The tools to consider are Wireless Transcoder, FeedFetcher, Sitemaps, Translator and Web Accelerator - plus the automated fetches (usually with a Linux/FireFox UA) that I have always assumed are "quality control" checks for deceptive cloaking.

Unlike some here I do not intercept any Google IPs, but as noted above it can be necessary to adjust .htaccess traps to make exceptions for thelr tools, and as incrediBILL has often pointed out there is potential for abuse in their proxy services. So informed choices are what we need.

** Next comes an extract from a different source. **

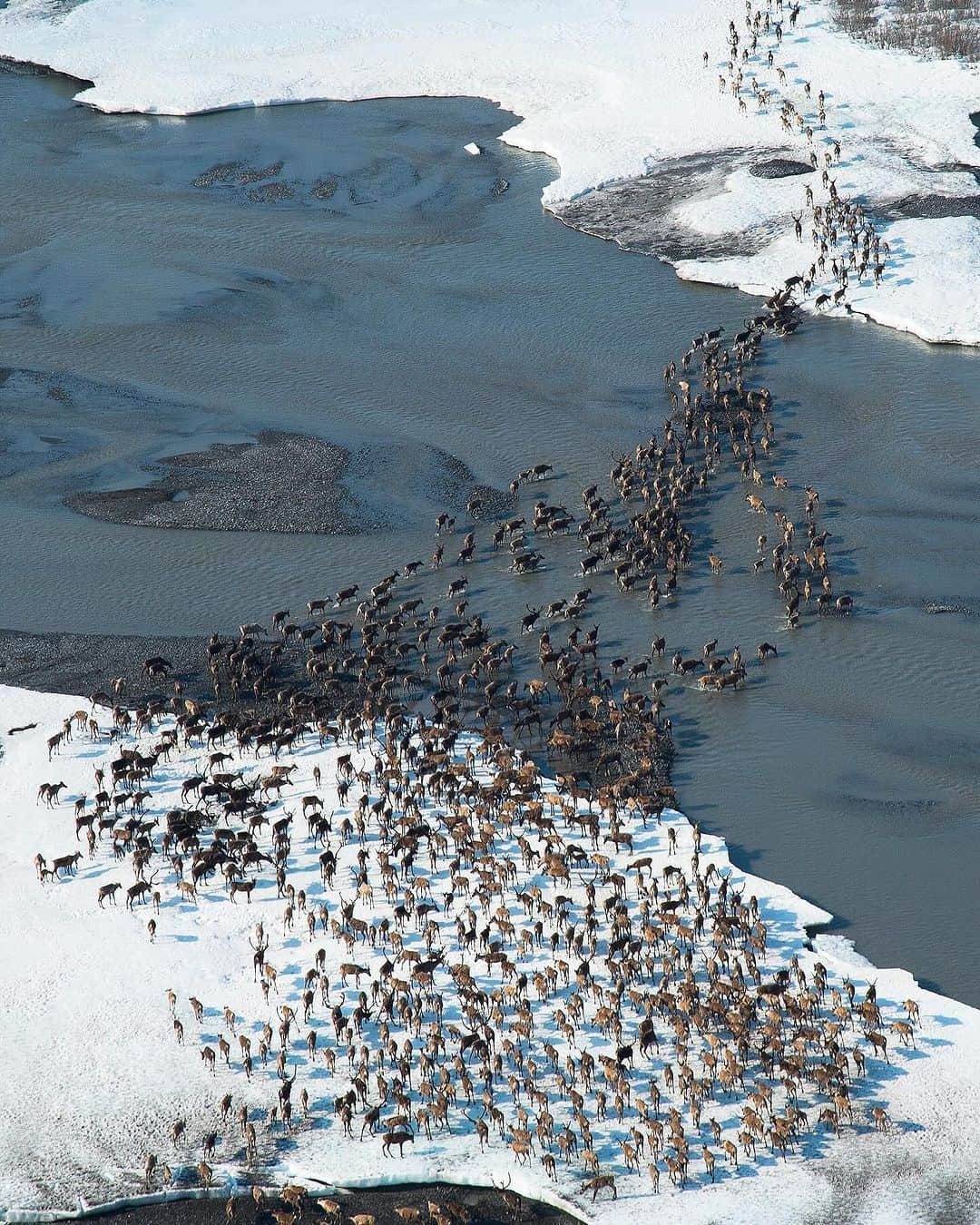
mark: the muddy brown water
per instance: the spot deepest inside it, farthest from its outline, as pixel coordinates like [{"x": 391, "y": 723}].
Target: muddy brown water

The UA used for these image requests is also slightly different from the normal transcoder UA

Indeed - "Windows NT 5.0;Google Wireless Transcoder;" has no space after the semi-colon and may trip a check for a valid NT string unless an exception is made. Image requests can also use a different IP range to the associated HTML request.

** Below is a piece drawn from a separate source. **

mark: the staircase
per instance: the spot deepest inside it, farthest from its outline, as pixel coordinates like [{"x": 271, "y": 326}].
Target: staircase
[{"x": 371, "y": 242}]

Another exception I make is for Google-Sitemaps (Accept header), and the Web Accelerator also seems to have changed recently, though addressing it by IP always seemed a bad idea.

So I'm afraid there is no simple IP-based solution, and my method is to allow any Google-registered IP and deal with the various tools based on headers and user-agents, usually by making exceptions.

I concede that this is something of a Faustian pact, but Google are generally much better behaved (and more efficient) than any of their competitors. And they actually send human traffic.

In my experience, however, very few mobile devices use the Wireless Transcoder.

...

wilderness

3:49 pm on Aug 1, 2008 (gmt 0)

many thanks.

So I'm afraid there is no simple IP-based solution, and my method is to allow any Google-registered IP

Wish I could do this however due to my extensive RIPE restrictions, most translators are denied in my sites (a bad practice for most webmasters).

Same restrictions apply to Web Accelerators (not just Google), which are denied access to my sites as a result of my own desire to limit cache (also a bad practice for most webmasters).

In summary, I guess there is not a simple method for me to deal with these mobile devices (removing restrictions), I'll simply need to monitor my logs and then remove the previous rewrites through trial and error.

Sigh!

Samizdata

4:00 pm on Aug 1, 2008 (gmt 0)

Same restrictions apply to Web Accelerators

To clarify, I don't allow prefetching by Google Web Accelerator, but I don't block it by IP address.

And I don't use the method given on Google's site, which does not seem to work.

...

Samizdata

4:25 pm on Aug 1, 2008 (gmt 0)

a simple method for me to deal with these mobile devices

For mobile devices in general I have evolved a fairly complicated method using PHP.

In .htaccess I have exceptions for Blackberries, PlayStations and WinWAP.

I also have several mobile proxies blocked as some are wide open and allow Googlebot to crawl.

Mobiles are a whole 'nuther subject.

...

dstiles

7:45 pm on Aug 1, 2008 (gmt 0)

In what way does prefetch not work as advertised, Samizdata? I seem to trap x_prefetch on the HTTP_X_MOZ for both google listing prefetches and through the accelerator proxies. Or am I only seeing a small portion of them?

Samizdata

8:16 pm on Aug 1, 2008 (gmt 0)

Earlier this year I installed the Google Web Accelerator and did some testing.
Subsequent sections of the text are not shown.